For accessing Specific memory from user space, we have to map the memory Address to Programs Virtual Address using mmap(), the below C code shows the implementation:
Take a file "test_file" containing "ABCDEFGHIJ".
#include <stdio.h>
#include <stdlib.h>
#include <sys/mman.h>
#include <fcntl.h>
int main(void)
{
char *map_base_addr; // Maping Base address for file
int fd; // File descriptor for open file
int size = 10;
fd= open("test_file", O_RDWR); //open the file for reading and writing
map_base_addr= mmap(NULL, size, PROT_READ|PROT_WRITE, MAP_SHARED, fd, 0);// Maping file into memory
char *ch= map_base_addr;
int i;
/*Printing first 10 char*/
for(i=0; i<size; i++)
fputc(*(ch+i),stdout);
printf("\n");
*(ch+1) = 'b';
*(ch+4) = 'z';
*(ch+7) = 'x';
/*Printing char after modification*/
for(i=0; i<size; i++)
fputc(*(ch+i),stdout);
printf("\n");
/* Finally unmap the file.
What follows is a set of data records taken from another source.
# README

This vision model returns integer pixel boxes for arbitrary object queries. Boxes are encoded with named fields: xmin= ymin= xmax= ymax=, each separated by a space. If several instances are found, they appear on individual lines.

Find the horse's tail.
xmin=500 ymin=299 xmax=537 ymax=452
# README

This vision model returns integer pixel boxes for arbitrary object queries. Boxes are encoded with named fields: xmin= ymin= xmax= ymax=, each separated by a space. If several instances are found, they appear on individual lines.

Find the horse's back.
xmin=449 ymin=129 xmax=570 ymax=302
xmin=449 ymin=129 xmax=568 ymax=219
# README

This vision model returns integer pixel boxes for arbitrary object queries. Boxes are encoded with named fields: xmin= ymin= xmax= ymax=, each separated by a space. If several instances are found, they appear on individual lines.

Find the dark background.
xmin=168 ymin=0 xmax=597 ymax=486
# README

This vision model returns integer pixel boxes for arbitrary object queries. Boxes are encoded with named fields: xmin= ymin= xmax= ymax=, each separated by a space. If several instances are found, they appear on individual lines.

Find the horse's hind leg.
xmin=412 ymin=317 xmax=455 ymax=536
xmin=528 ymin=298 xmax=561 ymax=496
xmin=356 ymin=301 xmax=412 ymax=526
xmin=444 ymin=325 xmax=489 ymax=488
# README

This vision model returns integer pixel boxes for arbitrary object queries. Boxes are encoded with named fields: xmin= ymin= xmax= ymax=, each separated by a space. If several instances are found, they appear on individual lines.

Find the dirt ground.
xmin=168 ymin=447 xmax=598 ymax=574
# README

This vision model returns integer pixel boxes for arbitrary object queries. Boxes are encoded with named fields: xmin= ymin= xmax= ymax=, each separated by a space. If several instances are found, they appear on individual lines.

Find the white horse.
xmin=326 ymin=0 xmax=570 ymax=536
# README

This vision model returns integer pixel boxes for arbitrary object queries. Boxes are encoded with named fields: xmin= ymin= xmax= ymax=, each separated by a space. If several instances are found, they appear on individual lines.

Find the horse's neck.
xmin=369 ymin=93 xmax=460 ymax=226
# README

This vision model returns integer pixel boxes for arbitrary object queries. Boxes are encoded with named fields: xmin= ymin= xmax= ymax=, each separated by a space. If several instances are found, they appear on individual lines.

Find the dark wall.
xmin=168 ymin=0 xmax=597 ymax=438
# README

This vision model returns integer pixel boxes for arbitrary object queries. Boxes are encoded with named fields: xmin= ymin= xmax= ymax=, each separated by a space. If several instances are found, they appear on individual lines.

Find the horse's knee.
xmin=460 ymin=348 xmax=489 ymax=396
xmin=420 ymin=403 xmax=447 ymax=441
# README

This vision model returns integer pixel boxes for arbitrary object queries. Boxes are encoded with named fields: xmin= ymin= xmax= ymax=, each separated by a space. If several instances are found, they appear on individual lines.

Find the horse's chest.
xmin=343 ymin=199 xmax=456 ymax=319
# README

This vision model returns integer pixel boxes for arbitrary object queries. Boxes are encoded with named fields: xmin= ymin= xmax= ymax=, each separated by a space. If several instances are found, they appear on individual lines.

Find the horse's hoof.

This will flush out any changes. */
munmap(map_base_addr, size);
exit(0);
}
The output will be:
ABCDEFGHIJ
AbCDzFGxIJ
It works for me:
#include <stdio.h>
int main(int argc, char**argv) {
int var = 7456;
printf("Adress of var = %x, var=%d\n", &var, var);
int *ptr = (int*)0x22cd28;
printf(" ptr points to %x\n", ptr);
*ptr = 123;
printf("New value of var=%d\n", var);
return 0;
}
Program output:
Adress of var = 22cd28, var=7456
ptr points to 22cd28
New value of var=123
Note:
The address is usually not the same on every execution. When I tried my example I had to run it three times before I got the address to match.
char* can point to any adress (because sizeof (char) = 1). Pointers to larger objects must often be aligned on even adresses (usually one divisible by 4).
Your question doesn't really make much sense if you are running on linux/windows/mac/whatever
http://en.wikipedia.org/wiki/Virtual_memory
You can do that only if you are programming a device without virtual memory, or if you are programming the operating system itself.
Otherwise the addresses you see are not the "real" addresses on the RAM, the operating system translates them to real addresses and if there is not a map to translate your virtual address to a real one, then you can get a segmentation fault. Keep in mind that there are other reasons that can cause a segmentation fault.